常歩のまま手前を替え、最初の隅角で進入を失敗。トリコが反抗して曲がってくれません。方向転換にはついてくるトリコなのに、珍しい。
「じゃあ次の次の隅角でやり直し」というI野先生の指示で、次の隅角でなんとか曲がらせますが、ちょっといつもより苦労する。馬場を横切るときにふらふらするのはトリコのクセなので、脚を使って立て直して対角へ。
対角から蹄跡に出ようとすると、進入のときよりももっと反抗して、隣の馬場に出ていこうとさえします。そんなに左手前から右手前に替えるのがイヤなの?
どうしても左手前で蹄跡に出ようとするトリコ、後ろからついてきて右手前で入ろうとしているウィンダムとお見合いしそうになる。やめてちょうだい、ケンカになるから(トリコもウィンダムも、割と引かないタイプらしい)。
一度左に行かせて、半巻きをして右手前にします。すると後ろの相方が、トリコを避けるためウィンダムを先に行かせたので、今度はウィンダムが一番騎、トリコが2番騎に変更。
この順番になったらなったで、ウィンダムはトリコにバックをとられると怒るし、トリコは近づきすぎるとウィンダムのお尻に噛みつきに行くらしいから、怖いんだよなぁ。
先生が、「ムチで軽く肩に触れて。持ってるぞ、って教えとけ」
確かにここから、トリコが言うことを聞くようになったように思います。

連続でなんどか斜めに手前を替え、トリコはさっさと曲がってくれる、というか、ウィンダムについて行っているだけかも。
「脚が前に出てるぞ」と先生に指摘され、内方脚を少し後ろに下げて使うと、簡単に曲がってくれました。
左手前のとき、「歩度を詰めー」うわ、トリコったらもう走りたそう。前回さくらに跳ねられたときのことを一瞬思い出してしまい、体が固くなる私。でも、トリコに限ってそんなことはあるまい。
軽く脚を使うだけで速歩を始めてくれましたが、走り始めるなりトリコはくしゃみ3連発。
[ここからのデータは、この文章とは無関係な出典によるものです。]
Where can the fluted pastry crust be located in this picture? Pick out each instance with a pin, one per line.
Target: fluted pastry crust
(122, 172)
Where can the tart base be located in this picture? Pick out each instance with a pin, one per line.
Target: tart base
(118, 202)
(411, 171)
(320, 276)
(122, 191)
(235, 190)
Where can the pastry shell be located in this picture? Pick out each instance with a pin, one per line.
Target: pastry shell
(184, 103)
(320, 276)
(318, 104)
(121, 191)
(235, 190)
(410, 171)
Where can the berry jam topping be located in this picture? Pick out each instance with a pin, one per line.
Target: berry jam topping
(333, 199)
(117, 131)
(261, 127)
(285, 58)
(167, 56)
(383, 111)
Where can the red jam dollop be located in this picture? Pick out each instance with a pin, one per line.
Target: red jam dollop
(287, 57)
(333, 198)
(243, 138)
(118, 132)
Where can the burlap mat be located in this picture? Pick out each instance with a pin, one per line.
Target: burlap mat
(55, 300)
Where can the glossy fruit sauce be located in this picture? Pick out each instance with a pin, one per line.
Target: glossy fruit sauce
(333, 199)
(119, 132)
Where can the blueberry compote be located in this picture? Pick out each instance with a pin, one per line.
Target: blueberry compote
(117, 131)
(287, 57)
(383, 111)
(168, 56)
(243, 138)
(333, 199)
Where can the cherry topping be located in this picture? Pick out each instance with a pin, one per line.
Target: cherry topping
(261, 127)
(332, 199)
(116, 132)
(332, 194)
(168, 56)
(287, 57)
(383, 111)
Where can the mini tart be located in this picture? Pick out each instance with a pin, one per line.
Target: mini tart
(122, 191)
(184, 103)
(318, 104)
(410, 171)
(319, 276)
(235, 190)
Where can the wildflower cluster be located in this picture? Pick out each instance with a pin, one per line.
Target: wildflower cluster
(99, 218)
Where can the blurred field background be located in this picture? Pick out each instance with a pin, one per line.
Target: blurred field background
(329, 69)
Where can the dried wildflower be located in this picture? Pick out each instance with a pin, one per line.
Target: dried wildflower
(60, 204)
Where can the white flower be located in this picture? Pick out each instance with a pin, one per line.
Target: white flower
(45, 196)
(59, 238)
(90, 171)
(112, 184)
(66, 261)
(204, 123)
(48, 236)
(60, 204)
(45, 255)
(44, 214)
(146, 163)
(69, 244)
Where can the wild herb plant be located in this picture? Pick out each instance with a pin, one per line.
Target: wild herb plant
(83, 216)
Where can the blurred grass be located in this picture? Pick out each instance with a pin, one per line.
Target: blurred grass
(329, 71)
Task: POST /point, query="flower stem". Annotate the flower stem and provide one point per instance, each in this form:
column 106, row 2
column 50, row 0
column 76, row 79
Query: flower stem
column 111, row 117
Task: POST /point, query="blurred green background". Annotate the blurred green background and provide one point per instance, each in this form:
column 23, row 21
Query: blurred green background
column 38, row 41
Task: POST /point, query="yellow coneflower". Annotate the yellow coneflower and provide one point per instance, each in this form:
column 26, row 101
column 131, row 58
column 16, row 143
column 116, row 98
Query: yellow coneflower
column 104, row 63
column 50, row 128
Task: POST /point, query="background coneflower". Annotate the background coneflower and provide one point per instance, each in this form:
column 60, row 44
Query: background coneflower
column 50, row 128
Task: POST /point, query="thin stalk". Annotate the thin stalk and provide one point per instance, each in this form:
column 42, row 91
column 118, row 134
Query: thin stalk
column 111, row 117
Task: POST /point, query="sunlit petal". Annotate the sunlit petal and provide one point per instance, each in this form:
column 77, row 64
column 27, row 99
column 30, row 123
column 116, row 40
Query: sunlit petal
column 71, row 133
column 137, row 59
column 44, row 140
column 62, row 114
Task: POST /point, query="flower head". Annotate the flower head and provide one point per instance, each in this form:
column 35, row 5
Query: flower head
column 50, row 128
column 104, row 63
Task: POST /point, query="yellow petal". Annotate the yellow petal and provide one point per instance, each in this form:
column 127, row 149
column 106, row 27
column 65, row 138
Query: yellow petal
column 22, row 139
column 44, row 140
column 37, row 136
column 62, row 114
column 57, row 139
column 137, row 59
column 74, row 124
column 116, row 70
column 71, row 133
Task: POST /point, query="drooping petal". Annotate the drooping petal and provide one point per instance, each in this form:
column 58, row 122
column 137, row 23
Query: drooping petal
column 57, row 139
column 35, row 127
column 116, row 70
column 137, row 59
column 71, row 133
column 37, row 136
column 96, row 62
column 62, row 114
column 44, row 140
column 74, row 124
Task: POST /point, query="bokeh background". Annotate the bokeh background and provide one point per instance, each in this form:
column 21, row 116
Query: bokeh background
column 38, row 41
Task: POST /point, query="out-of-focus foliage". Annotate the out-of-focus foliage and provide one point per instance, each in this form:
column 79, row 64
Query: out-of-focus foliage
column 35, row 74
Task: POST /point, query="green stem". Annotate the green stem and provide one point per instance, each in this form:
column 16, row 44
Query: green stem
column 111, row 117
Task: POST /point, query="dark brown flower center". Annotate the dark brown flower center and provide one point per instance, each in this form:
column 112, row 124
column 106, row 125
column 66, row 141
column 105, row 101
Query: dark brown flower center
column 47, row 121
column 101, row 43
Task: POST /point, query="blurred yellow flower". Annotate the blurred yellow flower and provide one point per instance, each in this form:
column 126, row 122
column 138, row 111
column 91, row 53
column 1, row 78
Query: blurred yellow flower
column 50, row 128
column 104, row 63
この間もやったなぁ、これ。
走り出すと、トリコは1鞍目だからかけっこうやる気。割と軽い扶助でどんどん走ってしまって、ウィンダムに追いつきそうになる。最低でも一馬身は間隔をとらないと、それこそウィンダムとケンカになってしまうので、一生懸命手綱を控えます。
特に左手前では、馬場のクラブハウス側半分はトリコはすごく走りやすいらしく(いつものことなんだけど)、反面ウィンダムはどこまでもマイペースな速歩なので、追いついてしまいそう。ウィンダムは走ることよりも後ろの方が気になるらしく、一度などは走りながら振り返ってトリコをにらみつける始末。人間にはあんなに優しい馬なのに、馬どうしだと気が強いんだから。
クラブハウス側では手綱を控えて押さえることに専念し、脚も使わないことにします。馬房側ではトリコのやる気がなくなるので、脚を座ったときに入れるのをやってみますが、一度覚えたと思ったのにタイミングがバラバラ。やっぱり一度びびっちゃったので、体が固くなってるんだなぁ。
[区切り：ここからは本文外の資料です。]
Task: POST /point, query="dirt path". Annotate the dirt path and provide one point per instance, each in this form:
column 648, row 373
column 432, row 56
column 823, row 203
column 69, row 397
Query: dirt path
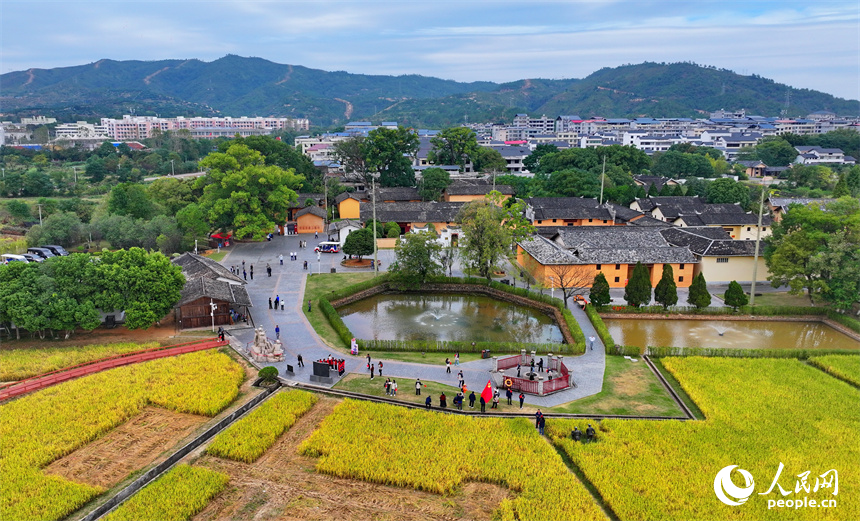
column 284, row 485
column 131, row 446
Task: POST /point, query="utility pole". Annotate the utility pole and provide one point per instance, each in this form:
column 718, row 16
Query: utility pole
column 757, row 240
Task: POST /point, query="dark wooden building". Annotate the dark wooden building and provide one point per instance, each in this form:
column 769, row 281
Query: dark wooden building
column 207, row 285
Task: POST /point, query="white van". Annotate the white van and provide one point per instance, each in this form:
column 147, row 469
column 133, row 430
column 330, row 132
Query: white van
column 9, row 257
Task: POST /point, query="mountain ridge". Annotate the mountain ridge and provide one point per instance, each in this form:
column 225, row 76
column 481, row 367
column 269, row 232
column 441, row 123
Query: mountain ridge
column 236, row 86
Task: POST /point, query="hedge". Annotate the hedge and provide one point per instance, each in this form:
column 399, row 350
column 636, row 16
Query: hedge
column 578, row 347
column 801, row 354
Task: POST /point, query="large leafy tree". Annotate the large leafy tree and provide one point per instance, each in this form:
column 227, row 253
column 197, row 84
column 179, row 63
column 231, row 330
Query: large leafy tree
column 433, row 182
column 638, row 289
column 389, row 153
column 418, row 256
column 453, row 146
column 487, row 240
column 814, row 249
column 242, row 194
column 699, row 295
column 666, row 291
column 735, row 296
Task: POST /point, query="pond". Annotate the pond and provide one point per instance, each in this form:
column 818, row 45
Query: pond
column 741, row 334
column 447, row 317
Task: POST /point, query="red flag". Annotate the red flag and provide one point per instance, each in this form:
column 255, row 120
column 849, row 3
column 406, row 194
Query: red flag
column 487, row 393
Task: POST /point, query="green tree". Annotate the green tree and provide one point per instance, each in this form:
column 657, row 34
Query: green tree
column 145, row 285
column 433, row 182
column 638, row 290
column 599, row 294
column 453, row 146
column 130, row 199
column 727, row 190
column 488, row 159
column 417, row 257
column 389, row 153
column 735, row 296
column 666, row 291
column 699, row 295
column 359, row 243
column 487, row 240
column 392, row 230
column 243, row 194
column 812, row 248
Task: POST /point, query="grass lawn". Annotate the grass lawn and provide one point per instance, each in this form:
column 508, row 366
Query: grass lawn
column 629, row 388
column 781, row 299
column 319, row 285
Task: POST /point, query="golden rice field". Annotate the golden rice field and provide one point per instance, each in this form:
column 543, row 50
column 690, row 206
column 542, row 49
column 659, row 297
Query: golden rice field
column 439, row 452
column 175, row 496
column 760, row 412
column 247, row 439
column 17, row 364
column 846, row 367
column 39, row 428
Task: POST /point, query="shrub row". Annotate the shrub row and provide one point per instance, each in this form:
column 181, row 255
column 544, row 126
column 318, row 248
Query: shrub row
column 578, row 346
column 463, row 347
column 801, row 354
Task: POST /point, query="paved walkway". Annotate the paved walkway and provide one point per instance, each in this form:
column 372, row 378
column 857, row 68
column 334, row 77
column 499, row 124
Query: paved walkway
column 298, row 337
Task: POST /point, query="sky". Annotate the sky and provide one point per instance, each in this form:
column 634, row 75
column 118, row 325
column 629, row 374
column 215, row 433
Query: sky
column 813, row 44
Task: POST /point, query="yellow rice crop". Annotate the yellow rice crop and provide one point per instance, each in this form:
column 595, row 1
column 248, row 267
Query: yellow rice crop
column 247, row 439
column 175, row 496
column 846, row 367
column 438, row 452
column 44, row 426
column 17, row 364
column 760, row 412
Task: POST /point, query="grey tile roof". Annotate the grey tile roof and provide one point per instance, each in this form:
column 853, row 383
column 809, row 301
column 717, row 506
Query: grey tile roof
column 194, row 266
column 707, row 242
column 215, row 289
column 420, row 212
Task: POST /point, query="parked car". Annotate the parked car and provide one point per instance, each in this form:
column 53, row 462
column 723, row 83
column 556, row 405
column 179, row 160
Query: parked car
column 44, row 253
column 10, row 257
column 57, row 250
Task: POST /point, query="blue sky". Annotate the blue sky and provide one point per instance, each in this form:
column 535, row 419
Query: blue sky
column 811, row 44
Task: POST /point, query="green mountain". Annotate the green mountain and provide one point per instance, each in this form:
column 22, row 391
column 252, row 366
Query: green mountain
column 237, row 86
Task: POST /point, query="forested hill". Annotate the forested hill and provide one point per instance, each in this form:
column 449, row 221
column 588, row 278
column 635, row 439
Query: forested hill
column 237, row 86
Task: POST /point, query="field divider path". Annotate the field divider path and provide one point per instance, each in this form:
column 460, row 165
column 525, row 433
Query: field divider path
column 153, row 473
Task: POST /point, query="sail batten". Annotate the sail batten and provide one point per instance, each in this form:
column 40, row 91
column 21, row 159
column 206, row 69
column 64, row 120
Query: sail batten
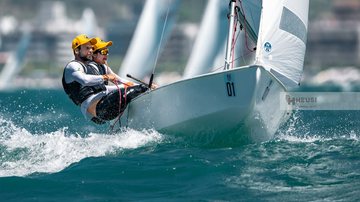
column 282, row 39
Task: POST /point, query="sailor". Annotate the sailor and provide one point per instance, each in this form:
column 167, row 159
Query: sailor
column 88, row 87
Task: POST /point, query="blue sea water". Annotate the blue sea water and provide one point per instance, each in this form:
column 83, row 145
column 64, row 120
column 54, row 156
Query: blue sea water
column 48, row 152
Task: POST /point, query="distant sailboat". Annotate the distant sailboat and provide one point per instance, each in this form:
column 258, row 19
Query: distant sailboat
column 243, row 100
column 147, row 37
column 15, row 61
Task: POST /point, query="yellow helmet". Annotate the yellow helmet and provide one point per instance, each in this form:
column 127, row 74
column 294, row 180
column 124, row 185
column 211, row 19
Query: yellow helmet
column 82, row 39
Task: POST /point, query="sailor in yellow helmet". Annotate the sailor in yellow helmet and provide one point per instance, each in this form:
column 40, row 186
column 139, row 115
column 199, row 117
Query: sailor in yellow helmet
column 87, row 87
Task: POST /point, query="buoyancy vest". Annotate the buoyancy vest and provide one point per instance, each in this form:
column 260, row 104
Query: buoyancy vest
column 79, row 93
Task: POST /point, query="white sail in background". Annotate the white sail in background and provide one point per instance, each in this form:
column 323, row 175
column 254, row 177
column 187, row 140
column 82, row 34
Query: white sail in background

斜めに手前を替えて(中央線だったかも)、右手前になります。トリコは右手前が嫌いなので、若干スピードが落ちて反動が小さくなり、押さえるのが少し楽。
このへんで自分なりに余裕ができてきて、後ろのジュンヨーの足音まで注意を払えるようになったんですが、ジュンヨーの歩様はトリコよりさらに早いかも、と思っていると、だんだん音が迫ってくる。Fさんはときどき巻き乗りをして追いつかないようにしてくれたのですが、そのたび足音が離れては迫ってくる。ジュンヨーには追いつかれそうだわ、かと言って前に行きすぎるとウィンダムが怒りそうだわ、キンチョーするぅ。
どうにもならないときは、速歩に落としたりして調整してみましたが、一度Fさんのまねをして巻き乗りで時間をかせいでみたら、ウィンダムとの距離は離れたのですが、ジュンヨーに追いつかれました。
「もっと歩度を伸ばせー」先生の声がかかりますが、トリコの歩度をこれ以上伸ばしたらウィンダムを追い越しちゃうよう。
ウィンダムに乗っている相方は、ムチを使ったりして一生懸命ウィンダムの歩度を伸ばそうとしていて、だいぶウィンダムも調子が乗ってきたみたい。何度目かのムチで、歩度が伸びるのが見て取れました。
それでもトリコにしてみたら、一生懸命押さえなくても良くなった程度の早さなんだけど、だいぶ走りやすくなったぞ。
ウィンダムは右手前だと少し内にささるクセがあるらしく、隅角で必ず内へ内へ入ろうとして結果的にショートカットしているので、トリコを外へ外へ持ち出し、距離をかせぐことに。トリコは逆に、左手前だと内にささるけど、右手前は外に出しやすいんです。
それでだいたい馬間距離が保てるようになってきました。

最後まで右手前のまま、このレッスンは終了。
馬場中央で下馬するとき、先生から「今日は少し脚が前に突っ張ってたな。だから曲がりにくかっただろ」という指摘が。びびっちゃってた先週の名残で、脚も堅くなってたんでしょう。
でも今日はトリコのおかげで勇気がついたので、たぶん次回は大丈夫。本当に「信頼できる馬」の存在って貴重。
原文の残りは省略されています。